Cook your base. Prepare rice according to package directions.
Fluff and keep warm. This gives you a head start while the turkey cooks.
Whisk the sauce. In a small bowl, stir together soy sauce, water, brown sugar, rice vinegar, sesame oil, and sriracha if using. Set aside.
In a separate cup, mix cornstarch with cold water until smooth.
Sauté aromatics. Heat oil in a large skillet over medium-high. Add onion and the white parts of the green onions. Cook 2–3 minutes until softened.
Add garlic and ginger; cook 30 seconds until fragrant.
Brown the turkey. Add ground turkey, breaking it up with a spatula. Cook 5–7 minutes until no longer pink. Season lightly with salt and pepper if desired.
Drain any excess liquid for a better sear.
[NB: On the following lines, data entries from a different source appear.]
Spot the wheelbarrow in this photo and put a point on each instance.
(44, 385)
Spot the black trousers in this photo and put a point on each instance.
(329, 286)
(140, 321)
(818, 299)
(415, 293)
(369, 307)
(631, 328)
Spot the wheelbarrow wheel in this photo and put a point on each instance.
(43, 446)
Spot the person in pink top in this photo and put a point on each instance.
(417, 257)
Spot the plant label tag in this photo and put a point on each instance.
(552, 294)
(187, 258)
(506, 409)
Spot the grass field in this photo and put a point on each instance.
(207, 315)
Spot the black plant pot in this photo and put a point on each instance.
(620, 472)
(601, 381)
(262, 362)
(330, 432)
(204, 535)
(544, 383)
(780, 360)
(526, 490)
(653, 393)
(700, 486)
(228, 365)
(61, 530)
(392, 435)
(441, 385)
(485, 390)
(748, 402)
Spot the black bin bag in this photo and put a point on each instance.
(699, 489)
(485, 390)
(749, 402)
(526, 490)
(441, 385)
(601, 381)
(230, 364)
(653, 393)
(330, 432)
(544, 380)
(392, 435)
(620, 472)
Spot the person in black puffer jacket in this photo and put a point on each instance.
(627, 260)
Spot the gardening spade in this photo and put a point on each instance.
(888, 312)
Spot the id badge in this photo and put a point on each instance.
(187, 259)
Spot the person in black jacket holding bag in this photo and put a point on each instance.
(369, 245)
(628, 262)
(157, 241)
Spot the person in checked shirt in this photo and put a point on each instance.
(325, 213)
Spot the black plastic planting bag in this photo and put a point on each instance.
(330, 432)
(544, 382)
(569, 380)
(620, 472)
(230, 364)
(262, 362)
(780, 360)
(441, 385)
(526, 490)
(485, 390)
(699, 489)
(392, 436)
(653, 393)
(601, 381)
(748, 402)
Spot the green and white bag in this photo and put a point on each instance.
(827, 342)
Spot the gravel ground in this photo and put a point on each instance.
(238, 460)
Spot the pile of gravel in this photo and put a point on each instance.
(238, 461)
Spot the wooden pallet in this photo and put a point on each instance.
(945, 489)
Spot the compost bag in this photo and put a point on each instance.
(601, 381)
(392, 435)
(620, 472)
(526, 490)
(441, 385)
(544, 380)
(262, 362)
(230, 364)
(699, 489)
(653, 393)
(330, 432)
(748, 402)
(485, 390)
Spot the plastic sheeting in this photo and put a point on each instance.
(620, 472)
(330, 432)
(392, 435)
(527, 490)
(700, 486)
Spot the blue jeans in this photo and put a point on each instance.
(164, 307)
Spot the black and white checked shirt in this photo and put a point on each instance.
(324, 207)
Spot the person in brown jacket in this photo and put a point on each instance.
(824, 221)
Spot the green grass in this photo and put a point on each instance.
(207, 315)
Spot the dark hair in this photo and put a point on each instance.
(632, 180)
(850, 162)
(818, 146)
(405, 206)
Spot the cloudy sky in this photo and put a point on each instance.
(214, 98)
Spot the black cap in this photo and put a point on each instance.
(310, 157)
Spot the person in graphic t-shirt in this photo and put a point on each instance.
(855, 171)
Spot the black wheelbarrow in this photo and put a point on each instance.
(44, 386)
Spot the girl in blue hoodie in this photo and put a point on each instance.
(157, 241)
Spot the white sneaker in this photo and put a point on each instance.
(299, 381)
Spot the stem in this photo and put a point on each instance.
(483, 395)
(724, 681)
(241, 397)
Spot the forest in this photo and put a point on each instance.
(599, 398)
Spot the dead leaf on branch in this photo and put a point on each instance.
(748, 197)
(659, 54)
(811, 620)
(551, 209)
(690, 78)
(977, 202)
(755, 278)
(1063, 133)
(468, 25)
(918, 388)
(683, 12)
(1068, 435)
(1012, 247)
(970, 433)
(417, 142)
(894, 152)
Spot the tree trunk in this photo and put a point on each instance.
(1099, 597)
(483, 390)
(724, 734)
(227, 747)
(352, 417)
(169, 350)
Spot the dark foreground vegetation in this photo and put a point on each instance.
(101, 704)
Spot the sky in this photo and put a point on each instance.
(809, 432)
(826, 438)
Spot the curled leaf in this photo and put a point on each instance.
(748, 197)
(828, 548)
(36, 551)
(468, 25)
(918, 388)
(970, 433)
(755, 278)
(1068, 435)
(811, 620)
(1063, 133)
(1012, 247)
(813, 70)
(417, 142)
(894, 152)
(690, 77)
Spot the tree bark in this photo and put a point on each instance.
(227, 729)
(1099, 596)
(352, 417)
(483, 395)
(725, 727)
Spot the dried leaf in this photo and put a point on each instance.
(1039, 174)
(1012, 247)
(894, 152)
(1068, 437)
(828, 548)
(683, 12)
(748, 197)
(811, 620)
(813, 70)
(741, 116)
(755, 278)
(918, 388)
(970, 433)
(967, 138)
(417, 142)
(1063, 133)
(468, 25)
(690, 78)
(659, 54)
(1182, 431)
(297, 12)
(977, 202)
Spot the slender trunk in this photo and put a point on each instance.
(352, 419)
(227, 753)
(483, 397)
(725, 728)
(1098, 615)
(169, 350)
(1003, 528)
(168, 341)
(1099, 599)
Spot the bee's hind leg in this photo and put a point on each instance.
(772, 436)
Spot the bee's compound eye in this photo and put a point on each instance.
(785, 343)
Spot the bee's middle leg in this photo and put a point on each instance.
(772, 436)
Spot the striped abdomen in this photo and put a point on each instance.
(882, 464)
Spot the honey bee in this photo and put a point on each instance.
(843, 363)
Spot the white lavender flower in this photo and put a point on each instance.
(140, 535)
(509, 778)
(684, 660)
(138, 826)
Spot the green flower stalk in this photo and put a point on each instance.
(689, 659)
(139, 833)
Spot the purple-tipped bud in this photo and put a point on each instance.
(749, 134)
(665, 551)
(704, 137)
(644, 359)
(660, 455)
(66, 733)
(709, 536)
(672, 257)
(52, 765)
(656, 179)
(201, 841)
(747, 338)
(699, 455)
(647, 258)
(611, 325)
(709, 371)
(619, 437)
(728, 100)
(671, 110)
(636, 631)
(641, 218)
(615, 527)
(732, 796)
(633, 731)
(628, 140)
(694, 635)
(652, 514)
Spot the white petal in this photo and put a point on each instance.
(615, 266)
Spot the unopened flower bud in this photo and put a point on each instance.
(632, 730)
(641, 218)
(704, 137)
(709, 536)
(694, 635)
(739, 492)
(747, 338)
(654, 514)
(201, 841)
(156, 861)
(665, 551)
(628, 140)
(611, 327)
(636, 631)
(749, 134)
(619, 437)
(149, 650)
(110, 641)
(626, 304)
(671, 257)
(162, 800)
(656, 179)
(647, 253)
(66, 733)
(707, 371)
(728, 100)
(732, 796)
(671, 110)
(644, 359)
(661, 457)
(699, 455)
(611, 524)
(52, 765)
Add vegetables. Stir in your mixed veggies. Cook 3–5 minutes until crisp-tender. Softer veggies (like bell peppers) take less time; denser veggies (like broccoli) may need an extra minute and a splash of water.
Pour in the sauce. Give the sauce a quick stir, then pour it into the skillet.
Bring to a gentle simmer.
Thicken. Stir the cornstarch slurry and drizzle it into the pan while stirring. Simmer 1–2 minutes until the sauce turns glossy and clings to the turkey and veggies. If it gets too thick, add a splash of water.
Taste and adjust. Add more soy for saltiness, brown sugar for sweetness, or vinegar for brightness.
Fold in the green onion tops.
Assemble the bowls. Spoon rice into bowls, top with the teriyaki turkey mixture, and sprinkle with sesame seeds. Serve hot.